According to recent news Apple is beginning talks with banks to create with a P2P payment service, potentially one that will be hosted in their ever popular iMessage app. Venmo is the undeniable reigning king of P2P payments, and for Apple to invest in a service that is already so well-established indicates that the company either has a promising marketing strategy for this service, or is using this as a hook/marketing strategy for another service it provides: the more general Apple Pay.

Let us consider the former case. The network effects of the P2P market are both the reasons and means for/by which the it exists, and Apple surely recognizes that to convince anyone to use their product, they need an ingenious hook. Information suggests that by communicating directly with the banks, Apple can ‘avoid filing for money transmitter licenses,’ which may result in zero usage fees for the users (unlike Venmo, for which only debit cards and bank accounts carry no transaction fees). If Apple can charge nothing to users for the same service, that may be enough to lure people in. It would be unsurprising to see the service gain momentum–eventually converting Venmo users and dominating the market (as they have done with many product, e.g iMessage, one of the most popular messaging apps). Eventually prices would change (how can we forget that 99 cent to 1.19 price increase in iTunes), but they will have been so successful that they passed the tipping point and have little to worry about.

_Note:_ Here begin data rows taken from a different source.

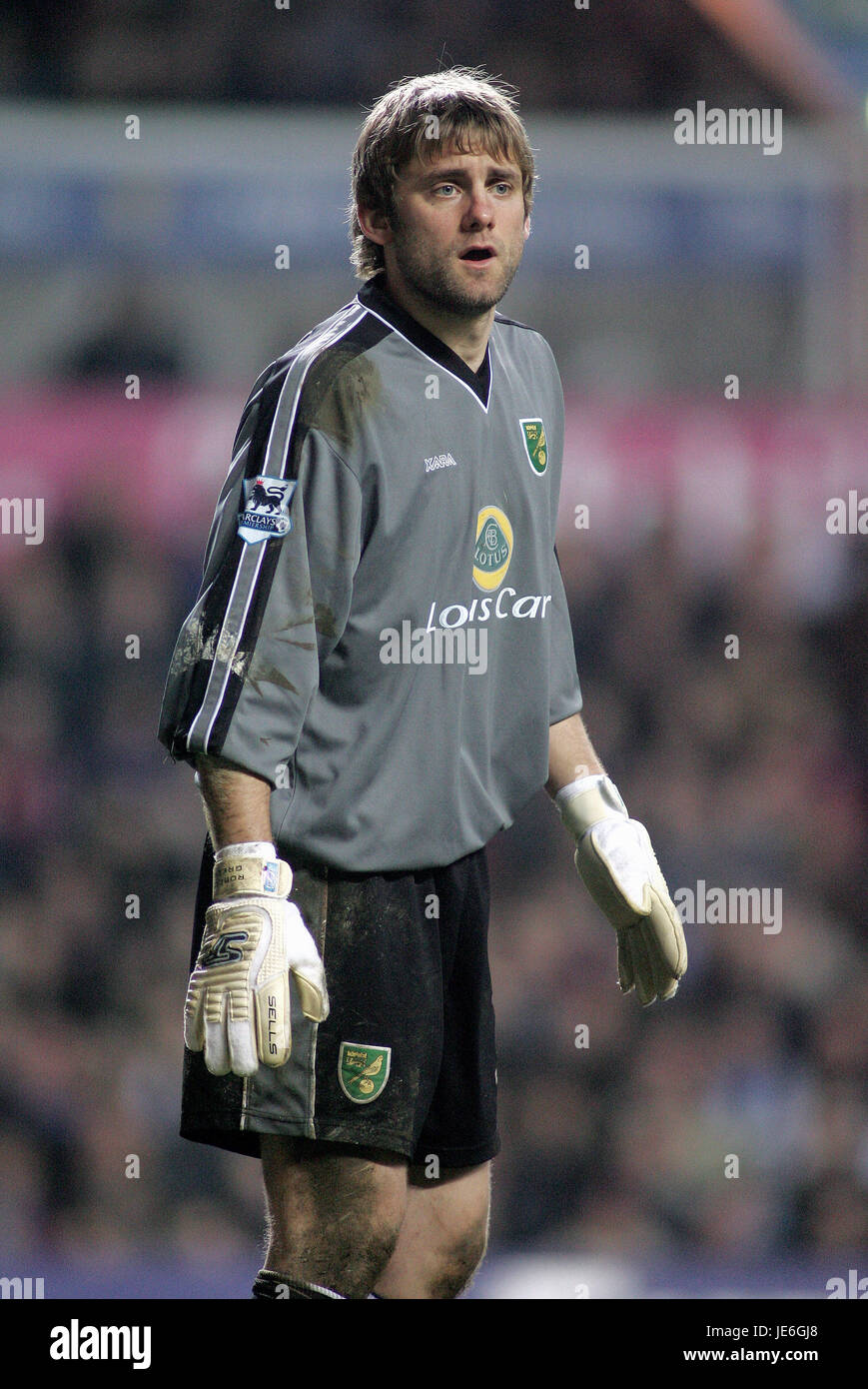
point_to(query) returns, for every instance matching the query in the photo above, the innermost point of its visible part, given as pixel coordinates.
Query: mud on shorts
(406, 1058)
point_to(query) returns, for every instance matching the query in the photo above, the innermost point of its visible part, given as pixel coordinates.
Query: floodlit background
(707, 506)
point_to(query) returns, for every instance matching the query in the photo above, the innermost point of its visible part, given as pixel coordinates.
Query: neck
(466, 337)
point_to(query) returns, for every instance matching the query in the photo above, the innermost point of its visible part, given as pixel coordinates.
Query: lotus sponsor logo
(493, 549)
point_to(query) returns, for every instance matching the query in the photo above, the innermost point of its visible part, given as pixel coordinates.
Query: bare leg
(443, 1235)
(334, 1215)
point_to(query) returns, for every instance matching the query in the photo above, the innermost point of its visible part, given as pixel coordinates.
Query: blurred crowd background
(156, 259)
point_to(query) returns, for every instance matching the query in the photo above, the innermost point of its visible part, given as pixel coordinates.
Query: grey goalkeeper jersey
(383, 631)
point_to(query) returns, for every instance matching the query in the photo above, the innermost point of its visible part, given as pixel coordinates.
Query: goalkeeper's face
(457, 230)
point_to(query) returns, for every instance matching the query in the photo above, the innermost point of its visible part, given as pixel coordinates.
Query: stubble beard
(433, 280)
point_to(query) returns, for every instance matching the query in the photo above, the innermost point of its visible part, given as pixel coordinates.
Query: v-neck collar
(374, 298)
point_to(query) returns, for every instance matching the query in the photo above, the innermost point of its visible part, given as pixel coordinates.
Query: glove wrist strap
(587, 800)
(250, 869)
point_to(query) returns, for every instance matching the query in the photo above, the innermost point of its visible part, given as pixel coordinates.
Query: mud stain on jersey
(324, 620)
(262, 674)
(338, 398)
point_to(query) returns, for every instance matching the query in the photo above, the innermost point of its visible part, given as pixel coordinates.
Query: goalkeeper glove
(238, 1006)
(617, 864)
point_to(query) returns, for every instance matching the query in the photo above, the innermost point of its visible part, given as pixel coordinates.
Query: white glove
(238, 999)
(617, 864)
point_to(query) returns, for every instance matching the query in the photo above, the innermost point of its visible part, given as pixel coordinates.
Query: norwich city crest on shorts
(533, 435)
(363, 1069)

In the latter case let us consider the idea that Apple is rolling out this feature not to make gains. Take Facebook for example, a company that also offers this service, but at a loss. Apple P2P payments could be the hook for a different product, Apple Pay, which has been not very successful to-date. Providing a  new functionality of Apple-Pay might just be enough for that service to take off, and while P2P iMessage payments may be a not profitable, their overall earnings could still drastically increase.

It is peculiar to note and distinguish the network effects on certain goods, especially those for which is is unclear whether or not the good is meant to be successful. With this thought, a company and user must consider what the purpose of this service is before blindly following our established model for rational decision making.